An introduction to a survey bot detection algorithm

Part 1: Bot Detection Preliminaries

Carl F. Falk & Michael J. Ilagan

Workshop Outline

  • Part 1: Bots and detection preliminaries
    • Lecture (\(\approx\) 30 min)
    • Shiny Apps (\(\approx\) 10 min)
  • Part 2: Bot detection algorithm
    • Lecture (\(\approx\) 30 min)
    • R (\(\approx\) 15 min)

Workshop Materials

R packages to install

  • We assume you are familiar with R
  • detranli = DEtection of RANdom LIkert-type responses
  • Install from source? Say no for now
# Used for visualizations, installing the detranli package
install.packages(c("ggplot2","GGally"), type="binary")
install.packages("devtools", type="binary")

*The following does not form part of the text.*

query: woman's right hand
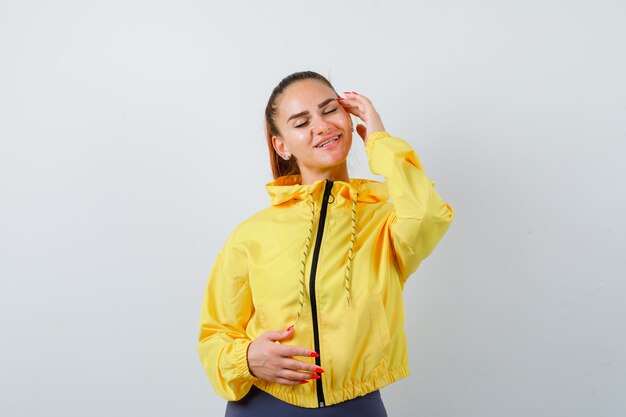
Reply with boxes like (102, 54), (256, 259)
(246, 326), (324, 385)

# stable version (recommended)
devtools::install_github("michaeljohnilagan/detranli")

# experimental version
#devtools::install_github("falkcarl/detranli", type="binary")

# some example datasets
install.packages(c("psychTools","qgraph"), type="binary")

Outline for Part 1

  • Bot contamination
  • Non-statistical interventions
  • Binary classification concepts
  • Statistical analysis of Likert-type responses
  • From suspicions to decisions

Bot contamination

Online data collection is common

Online data collection is fast, cheap, and facilitates access to hard-to-reach populations

Bot contamination is a problem

Since participants are compensated 💰, there is incentive to complete many surveys in a short time

Non-statistical interventions

Suppose you were doing a study…

  • Likert-type inventory measuring one or more constructs, data collected online

“I feel that I have a number of good qualities”

(Strongly Disagree) 1 2 3 4 5 (Strongly Agree)

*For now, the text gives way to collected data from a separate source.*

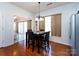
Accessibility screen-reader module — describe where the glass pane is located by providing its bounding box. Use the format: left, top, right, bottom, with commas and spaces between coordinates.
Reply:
18, 22, 24, 34
24, 22, 27, 34
13, 22, 16, 32
45, 16, 51, 36
45, 16, 51, 32
24, 22, 27, 40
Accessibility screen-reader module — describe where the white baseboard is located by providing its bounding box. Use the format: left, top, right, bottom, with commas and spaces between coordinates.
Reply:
49, 39, 70, 46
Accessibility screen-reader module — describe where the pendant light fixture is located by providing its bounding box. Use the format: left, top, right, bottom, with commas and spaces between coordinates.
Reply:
38, 2, 40, 20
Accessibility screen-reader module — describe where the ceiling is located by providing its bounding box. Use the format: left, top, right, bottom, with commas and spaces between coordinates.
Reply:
11, 2, 71, 14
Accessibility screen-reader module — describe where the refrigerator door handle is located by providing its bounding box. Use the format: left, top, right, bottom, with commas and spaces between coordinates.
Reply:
69, 17, 72, 39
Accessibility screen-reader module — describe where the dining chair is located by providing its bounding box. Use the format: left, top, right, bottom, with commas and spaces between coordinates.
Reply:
26, 32, 28, 47
26, 30, 36, 52
35, 31, 50, 53
41, 31, 50, 51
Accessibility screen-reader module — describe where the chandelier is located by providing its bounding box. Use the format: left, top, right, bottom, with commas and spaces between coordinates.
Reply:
38, 2, 40, 20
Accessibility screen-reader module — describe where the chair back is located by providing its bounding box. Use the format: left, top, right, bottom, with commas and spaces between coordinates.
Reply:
26, 30, 33, 40
43, 32, 50, 41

Row Item 1 Item 2 Item 3 Item 4
1 4 2 3 4
2 1 1 1 1
3 5 4 2 4
4 5 2 5 5
5 1 2 2 3
6 5 2 3 3

Suppose you were doing a study…

  • Before analysis of Likert-type responses, what is there to do?
    • Hurdles to gain access to survey
    • Auxiliary Likert-type or binary items
    • Open-ended items
    • Paradata

Hurdles to gain access to survey

  • Advice
    Answer a CAPTCHA (system filters automatically) and/or provide a valid email address or phone number (researcher filters manually)
  • Benefit
    Deters suspicious responders from being part of the data in the first place
  • Limitations
    Need to be mindful of ethics and privacy laws; hurdles de-motivate humans too

Auxiliary Likert-type or binary-choice items

  • Advice
    Insert items into the survey…
    • “I am paid biweekly by leprechauns.”
    • “I can walk on water.”
    • “To ensure data quality, please choose strongly disagree for this item.”
    • “In your honest opinion, should we use your data in our analyses in this study?”
  • Benefit
    Can flag respondents with “wrong” answers
  • Limitations
    Humans may answer humorously, find them annoying or take the survey less seriously; items may have unexpected interpretation; how many count as failing?

Open-ended items

  • Advice
    Include open-ended items
  • Benefit
    Can flag respondents who wrote obvious nonsense, implausible claims, or identical responses
    • “Curriculum resources creatively mining”
    • “Wqqwr”
    • Reported age of child does not match grade level
  • Limitations
    Can be subjective or ambiguous for some responses; some useful facts may be unknown to the researcher; time-consuming

Paradata

  • Advice
    Collect geolocation data, mouse movement data, submission time, time spent on page, etc.
  • Benefit Can flag suspicious (clusters of) activity, without altering the respondent’s experience
  • Limitations
    Depends on the survey platform; be mindful of ethics or privacy laws; VPNs exist; other explanations have to be accounted for (e.g. I work at night so I was awake at 4 AM)

More interventions

  • For more detailed advice, see these papers, references in workshop materials

Our contribution

  • It’s still a good idea to do some of the previously mentioned interventions
  • However, statistical analysis of Likert-type responses is always available and can be done post hoc
  • We provide a method that has sensitivity calibration (will be explained), in the familiar paradigm of null hypothesis significance testing
  • Our R package makes it easy to apply our method

Binary classification concepts

The binary classification problem

  • True class:
    Each respondent is either a human 👶 or a bot 🤖
  • Decision/prediction:
    For each respondent, flag 🚩 it for (possible) deletion or spare 👍 it
    (Alternatively, predict it to be 👶 or 🤖)
🚩 Flag 👍 Spare
🤖 Bot True positive ✔️ False negative ❌
👶 Human False positive ❌ True negative ✔️

How good is a decision rule?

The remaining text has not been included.